Eskişehir Yaş Sebze ve Meyve Üreticiler Birliği Başkanı Yıldıran Kılıç şu ifadeleri kullandı;

“Kuraklık sorunu sadece bu yıl değil, yaklaşık 4 yıldır etkisini gösteriyor. Burada sadece yağmur değil, kar yağışı da yok denecek kadar az. Kar yağışı yüksek kesimlerde birikmeli ve yavaş yavaş eriyerek barajlara, göletlere ve yer altı sularına karışmalı. Maalesef kar yağışımız yok. Biz şu an  yer altı sularıyla üretim yapıyoruz, ancak sulama sistemimiz sadece yer altı suyuna bağlı. Gün geçtikçe yer altı sularının azaldığını hissediyoruz. Şu anda bir sorun yok, ancak 3-4 yıl sonra Eskişehir genelinde su sorunu yaşanabilir ve bu durum üretimi de olumsuz etkiler. Üretim azalınca doğal olarak fiyatlar da yükselecek.

Bu yıl bol üretim oldu, hatta geçtiğimiz yılların yüzde 50-60 fazlası üretildi. Ancak, üreticiler ürünlerini değerlendiremedi. Eskişehir sebze ve meyve üretiminde Türkiye’nin 10’uncu, domates üretiminde ise 8.’i ili. 

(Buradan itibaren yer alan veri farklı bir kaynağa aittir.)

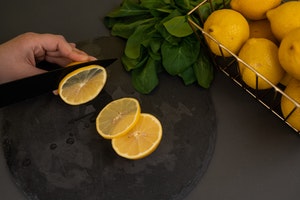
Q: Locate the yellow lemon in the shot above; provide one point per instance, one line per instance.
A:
(261, 29)
(287, 106)
(254, 9)
(141, 140)
(229, 28)
(82, 85)
(286, 79)
(262, 55)
(289, 53)
(284, 18)
(118, 117)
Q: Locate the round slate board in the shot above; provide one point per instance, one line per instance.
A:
(54, 151)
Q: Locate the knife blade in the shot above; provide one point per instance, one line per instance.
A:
(19, 90)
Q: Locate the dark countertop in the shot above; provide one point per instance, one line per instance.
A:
(256, 157)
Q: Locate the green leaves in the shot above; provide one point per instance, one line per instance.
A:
(159, 38)
(178, 26)
(177, 58)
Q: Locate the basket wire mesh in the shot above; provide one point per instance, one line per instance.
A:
(270, 98)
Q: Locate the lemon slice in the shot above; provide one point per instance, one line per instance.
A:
(141, 140)
(118, 117)
(82, 85)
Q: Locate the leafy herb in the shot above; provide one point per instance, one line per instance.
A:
(159, 38)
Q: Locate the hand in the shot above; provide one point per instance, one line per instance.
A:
(19, 56)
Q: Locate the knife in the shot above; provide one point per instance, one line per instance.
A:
(19, 90)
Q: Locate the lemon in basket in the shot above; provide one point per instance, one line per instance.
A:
(262, 55)
(287, 106)
(284, 18)
(261, 29)
(229, 28)
(254, 9)
(289, 53)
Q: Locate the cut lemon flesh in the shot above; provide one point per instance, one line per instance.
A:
(118, 117)
(82, 85)
(141, 140)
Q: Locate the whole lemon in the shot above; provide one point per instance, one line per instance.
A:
(284, 18)
(261, 29)
(254, 9)
(287, 106)
(289, 53)
(229, 28)
(262, 55)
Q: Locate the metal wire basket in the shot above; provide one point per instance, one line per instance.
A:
(269, 98)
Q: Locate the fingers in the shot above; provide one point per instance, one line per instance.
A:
(55, 48)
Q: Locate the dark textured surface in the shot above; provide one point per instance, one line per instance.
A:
(54, 152)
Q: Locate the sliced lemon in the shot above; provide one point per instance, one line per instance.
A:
(82, 85)
(118, 117)
(141, 140)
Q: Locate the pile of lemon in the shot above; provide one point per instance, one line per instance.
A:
(265, 35)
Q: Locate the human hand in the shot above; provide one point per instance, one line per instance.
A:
(19, 56)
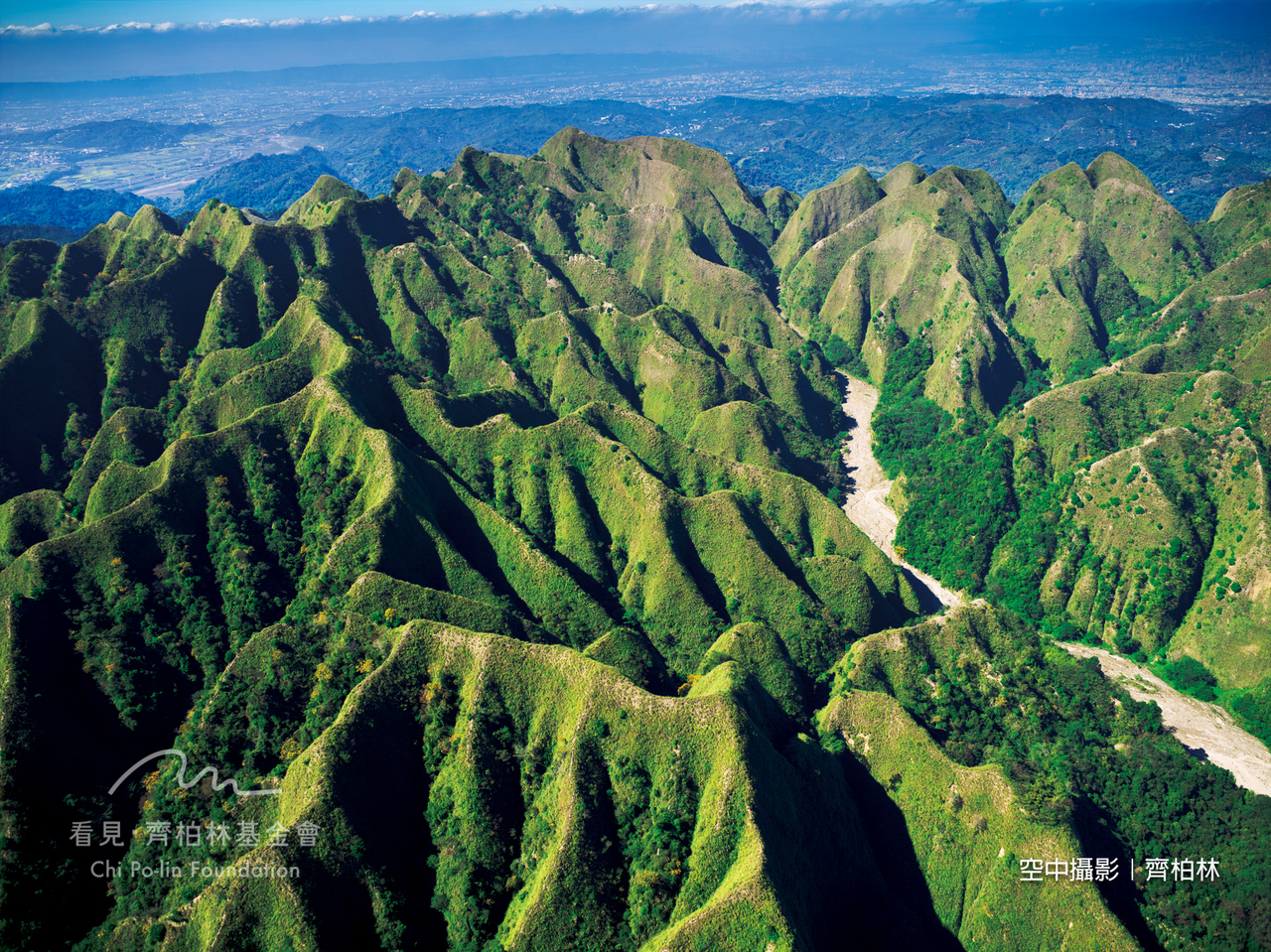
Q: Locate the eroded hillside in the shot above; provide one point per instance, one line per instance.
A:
(495, 522)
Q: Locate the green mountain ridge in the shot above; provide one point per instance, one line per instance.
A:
(495, 522)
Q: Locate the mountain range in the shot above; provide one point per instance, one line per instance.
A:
(494, 522)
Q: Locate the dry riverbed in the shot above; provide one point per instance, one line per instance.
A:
(867, 501)
(1205, 730)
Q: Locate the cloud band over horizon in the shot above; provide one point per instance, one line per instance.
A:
(754, 27)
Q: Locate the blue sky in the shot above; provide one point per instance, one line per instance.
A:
(102, 13)
(98, 40)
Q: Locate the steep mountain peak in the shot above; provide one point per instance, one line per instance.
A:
(1110, 166)
(326, 191)
(902, 177)
(824, 211)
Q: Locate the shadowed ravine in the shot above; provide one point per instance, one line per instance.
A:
(867, 501)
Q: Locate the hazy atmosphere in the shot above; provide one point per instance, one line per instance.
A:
(753, 476)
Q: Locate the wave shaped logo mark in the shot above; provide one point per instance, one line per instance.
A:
(217, 783)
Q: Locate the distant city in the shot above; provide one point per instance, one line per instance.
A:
(240, 114)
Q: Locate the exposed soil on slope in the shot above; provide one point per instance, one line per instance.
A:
(866, 504)
(1206, 730)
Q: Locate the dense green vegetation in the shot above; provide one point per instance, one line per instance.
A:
(494, 522)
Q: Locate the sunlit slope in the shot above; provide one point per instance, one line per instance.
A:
(432, 406)
(497, 521)
(570, 807)
(919, 262)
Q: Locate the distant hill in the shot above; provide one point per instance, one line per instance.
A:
(112, 136)
(76, 209)
(495, 522)
(264, 182)
(1193, 158)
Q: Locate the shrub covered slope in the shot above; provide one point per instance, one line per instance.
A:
(494, 521)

Sarıcakaya ve Mihalgazi bölgelerinde yetiştiricilik yapılıyor, çünkü bu bölgeler İç Anadolu’nun “Akdeniz’i” sayılıyor. Bu bölgelerde maden projeleri de var ve bu durum siyasette tartışma yarattı. Sarıcakaya bölgesinde, rakım Eskişehir’den yaklaşık 500 metre daha düşük; bu yüzden buraya Eskişehir’in “Antalya’sı” diyoruz. Bu bölgede üretim erken başlıyor ve geç bitiyor. Kış aylarında özellikle marul, maydanoz ve tere gibi ürünler yetişiyor ve bu ürünler büyük şehirler başta olmak üzere yurt içi ve yurt dışına gönderiliyor. Böyle verimli bir yerde maden ocağı açılırsa, çevre ve tarımı olumsuz etkiler. Üretimden ve insanlardan uzak bölgelerde yapılmasını tercih ederiz.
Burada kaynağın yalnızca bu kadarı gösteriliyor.